Search code examples
mapreducegridgain

GridGain: MapReduce with node-local data processing?


I am trying to perform some numerical computation on a large distributed data set. The algorithms fit the MapReduce model well with the additional property that output from the map step is small in size compared to the input data. Data can be considered read-only and is statically distributed over the nodes (except for re-balancing on fail-over). Note that this is somewhat contrary to the standard word-count examples where the input data is sent to the nodes performing the map step.

This implies that the map step shall be executed in parallel on all nodes, processing each node's local data, while it is acceptable that the output from the map step is sent to one node for the reduce step.
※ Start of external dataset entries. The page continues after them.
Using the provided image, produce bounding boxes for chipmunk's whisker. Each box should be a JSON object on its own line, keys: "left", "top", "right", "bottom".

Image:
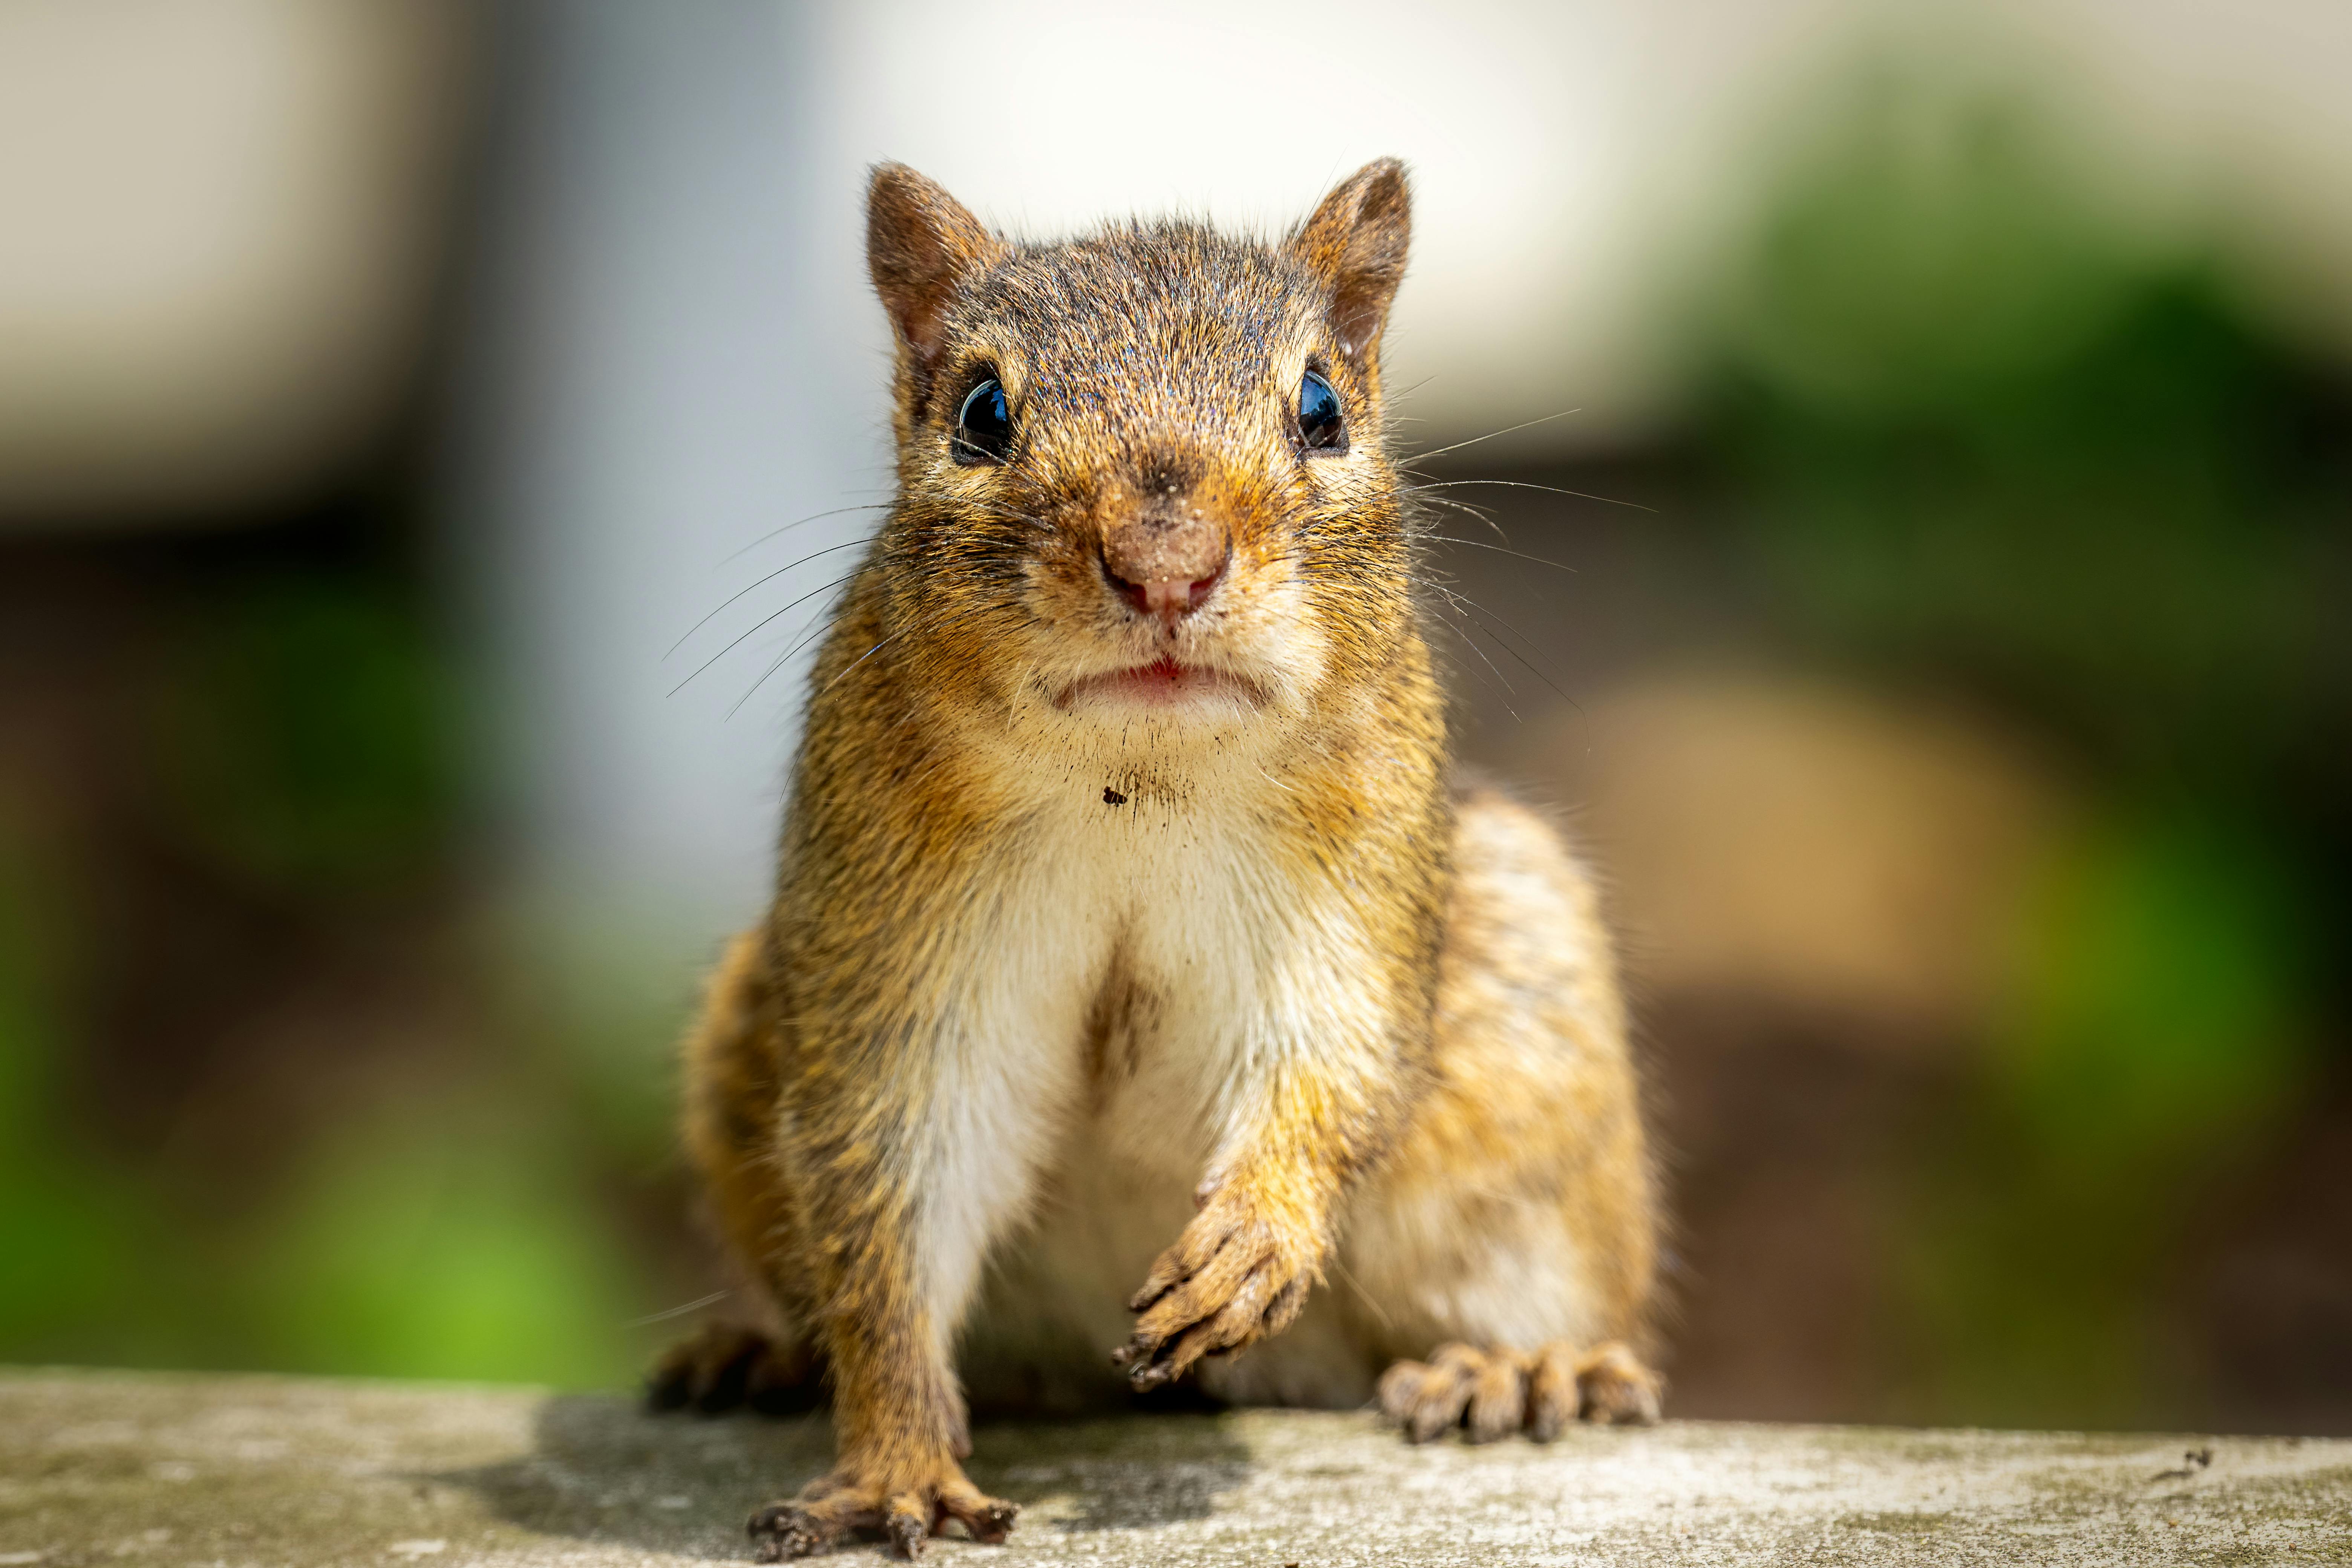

{"left": 1418, "top": 499, "right": 1510, "bottom": 546}
{"left": 626, "top": 1291, "right": 731, "bottom": 1328}
{"left": 721, "top": 502, "right": 890, "bottom": 564}
{"left": 1403, "top": 408, "right": 1583, "bottom": 464}
{"left": 727, "top": 584, "right": 871, "bottom": 718}
{"left": 1407, "top": 574, "right": 1519, "bottom": 717}
{"left": 1440, "top": 586, "right": 1578, "bottom": 709}
{"left": 1402, "top": 569, "right": 1579, "bottom": 714}
{"left": 668, "top": 539, "right": 874, "bottom": 657}
{"left": 1383, "top": 373, "right": 1441, "bottom": 410}
{"left": 735, "top": 595, "right": 985, "bottom": 721}
{"left": 1401, "top": 477, "right": 1654, "bottom": 512}
{"left": 670, "top": 571, "right": 863, "bottom": 696}
{"left": 1423, "top": 536, "right": 1578, "bottom": 574}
What is the best way to implement this with GridGain?

It seems there has been a reduce(..) method on GridCache/GridCacheProjection interfaces in earlier versions of GridGain, but this is not present any longer. Is there any replacement? I am thinking of a mechanism that takes a map closure and executes it distributed on each datum exactly once while avoiding to copy any input data across the network.

The (somewhat manual) approach I have come up with so far is the following:

public class GridBroadcastCountDemo {

    public static void main(String[] args) throws GridException {
        try (Grid grid = GridGain.start(CONFIG_FILE)) {

            GridFuture<Collection<Integer>> future = grid.forRemotes().compute().broadcast(new GridCallable<Integer>() {
                @Override
                public Integer call() throws Exception {
                    GridCache<Integer, float[]> cache = grid.cache(CACHE_NAME);
                    int count = 0;
                    for (float[] array : cache.primaryValues()) {
                        count += array.length;
                    }
                    return count;
                }
            });

            int totalCount = 0;
            for (int count : future.get()) {
                totalCount += count;
            }
            // expect size of input data
            System.out.println(totalCount);
        }
    }
}

There is however no guarantee that each datum is processed exactly once with this approach. E.g. when re-balancing takes place while the GridCallables are executed, part of the data could be processed zero or multiple times.


Solution

  • GridGain Open Source (which is now Apache Ignite) has ComputeTask API which has both, map() and reduce() methods. If you are looking for a reduce() method, then ComputeTask is definitely the right API for you.

    For now your implementation is OK. Apache Ignite is adding a feature where a node will not be considered primary until the migration is fully finished. It should be coming soon.